Firstly, the matrices inequality (6.43) are transformed to LMI, then by using Matlab toolbox to solve the matrices inequalities, one can obtain symmetric matrix \(X,Y,Z,P,Q,{{X}_{s}},{{Y}_{s}},{{Z}_{s}},{{P}_{s}},{{Q}_{s}}\) and the nominal controller gains \({{K}_{i}}\). Therefore, one can design the desired control (6.37). Using this desired control, we can design fault-tolerant controller (6.79). In this example, we assume that the system state is not fully measured and thus the observer (6.53) is used to estimate the system state. Consequently, the observer-based fault-tolerant control (6.79) is used to control the faulty system. The simulation results are presented in Figs. 6.1, 6.2, 6.3, 6.4, 6.5 and 6.6. From Figs. 6.1 and 6.2, it is seen that, under normal operating condition, the system states globally asymptotically converge to a small neighborhood of the origin. Figures 6.3 and 6.4 show that, when an actuator fault occurs, when keeping the normal controller, the system states deviate significantly from the neighborhood.

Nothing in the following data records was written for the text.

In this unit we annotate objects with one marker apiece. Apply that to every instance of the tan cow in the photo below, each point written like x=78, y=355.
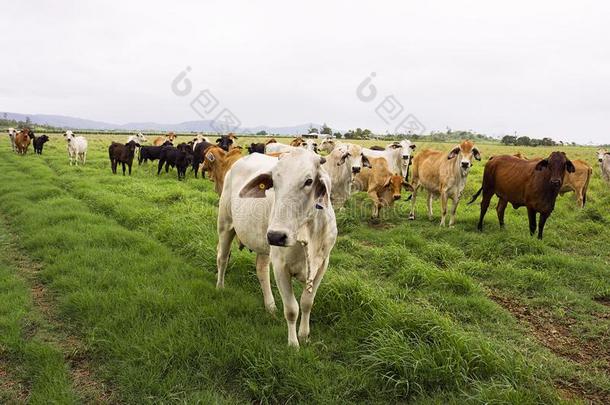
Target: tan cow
x=603, y=157
x=23, y=140
x=577, y=181
x=218, y=162
x=161, y=139
x=443, y=175
x=381, y=184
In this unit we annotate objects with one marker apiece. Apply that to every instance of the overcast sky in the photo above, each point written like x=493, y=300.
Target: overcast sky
x=541, y=68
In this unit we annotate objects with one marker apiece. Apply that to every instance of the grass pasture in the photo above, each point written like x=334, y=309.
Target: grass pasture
x=107, y=294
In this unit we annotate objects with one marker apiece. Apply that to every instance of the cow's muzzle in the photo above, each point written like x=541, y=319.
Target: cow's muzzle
x=277, y=238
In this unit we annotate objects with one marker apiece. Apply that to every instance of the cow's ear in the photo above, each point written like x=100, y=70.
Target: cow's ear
x=542, y=164
x=407, y=186
x=321, y=193
x=366, y=162
x=257, y=186
x=454, y=152
x=342, y=160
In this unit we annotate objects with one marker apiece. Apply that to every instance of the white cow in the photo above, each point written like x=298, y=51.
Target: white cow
x=277, y=147
x=603, y=156
x=281, y=210
x=11, y=134
x=398, y=155
x=345, y=161
x=77, y=148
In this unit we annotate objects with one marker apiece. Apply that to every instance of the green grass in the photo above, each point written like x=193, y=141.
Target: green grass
x=403, y=314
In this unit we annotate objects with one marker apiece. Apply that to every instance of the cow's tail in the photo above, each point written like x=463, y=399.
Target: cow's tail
x=474, y=197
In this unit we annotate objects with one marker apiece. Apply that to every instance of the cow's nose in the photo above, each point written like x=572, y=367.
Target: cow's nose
x=276, y=238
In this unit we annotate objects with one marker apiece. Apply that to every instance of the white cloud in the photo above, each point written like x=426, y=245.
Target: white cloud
x=539, y=68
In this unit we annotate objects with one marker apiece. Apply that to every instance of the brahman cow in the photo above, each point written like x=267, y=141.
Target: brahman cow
x=77, y=148
x=398, y=155
x=23, y=139
x=11, y=134
x=281, y=210
x=160, y=140
x=225, y=141
x=218, y=162
x=39, y=142
x=443, y=175
x=534, y=184
x=123, y=154
x=381, y=184
x=603, y=157
x=345, y=161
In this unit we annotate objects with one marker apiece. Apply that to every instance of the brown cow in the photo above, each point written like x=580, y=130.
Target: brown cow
x=443, y=175
x=160, y=140
x=218, y=162
x=577, y=181
x=530, y=183
x=381, y=184
x=23, y=140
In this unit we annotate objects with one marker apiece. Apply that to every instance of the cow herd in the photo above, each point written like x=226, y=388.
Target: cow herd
x=279, y=201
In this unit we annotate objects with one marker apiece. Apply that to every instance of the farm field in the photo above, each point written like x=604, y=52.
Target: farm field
x=107, y=294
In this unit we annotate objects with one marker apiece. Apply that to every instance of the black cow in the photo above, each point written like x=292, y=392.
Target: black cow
x=151, y=152
x=123, y=154
x=39, y=143
x=179, y=157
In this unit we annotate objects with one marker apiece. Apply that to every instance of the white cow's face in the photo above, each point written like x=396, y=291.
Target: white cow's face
x=357, y=158
x=300, y=187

However, as shown in Figs. 6.5 and 6.6, using the proposed FTC (6.79), better tracking performance is obtained, again.

Fig. 6.1
figure 1

Time response of the velocity without fault

Fig. 6.2
figure 2

Time response of the attack of angle, the pitch angle and the pitch rate without fault

Fig. 6.3
figure 3

Time response of the velocity without FTC

Fig. 6.4
figure 4

Time response of the attack of angle, the pitch angle and the pitch rate without FTC

Fig. 6.5
figure 5

Time response of the velocity with FTC

Fig. 6.6
figure 6

Time response of the attack of angle, the pitch angle and the pitch rate with FTC

Fig. 6.7
figure 7

State response under normal condition

Fig. 6.8
figure 8

State response under faulty condition without FTC

6.4.2 A High-Order Numerical Example

Consider the following high-order nonlinear system

$$\begin{aligned} \left\{ \begin{aligned}&{{{\dot{x}}}_{1}}=x_{2}^{3} \\&{{{\dot{x}}}_{2}}=u_{1}^{3}+u_{2}^{3} \\ \end{aligned} \right. \end{aligned}$$
(6.84)

The fault case considered in this example is modeled as

$$u_{1}^{f}(t)=\left\{ \begin{aligned}&{{u}_{1}}(t),\text { }t<10 \\&(1-{{\rho }_{1}}(x)){{u}_{1}}(t),\text { }t\ge 10 \\ \end{aligned} \right. ~~u_{2}^{f}(t)={{u}_{2}}(t)$$

where \({{\rho }_{1}}(x)=0.8\cos (2+{{x}_{1}}+{{x}_{2}})\), the fault occurs at time \(t=10s\). As expected, we can find that system output y follows well \({{y}_{d}}=0\) as shown in Fig. 6.7. Meanwhile, Figs. 6.8 and 6.9 illustrate that, under the faulty condition, the system output y does not converge to the desired reference signal without FTC, however, using FTC, the system has better tracking performance.

Fig. 6.9
figure 9

State response under faulty condition with FTC

6.5 Conclusions

In this chapter, the fault-tolerant control problem for a class of uncertain nonlinear systems in presence of actuator faults is discussed. We first design a bank of observers to detect, isolate and estimate the fault. Then a sufficient condition for the existence of an FDI observer is derived. Simulation show that the designed fault detection, isolation and estimation algorithms and fault-tolerant control scheme have better dynamic performances in the presence of actuator faults.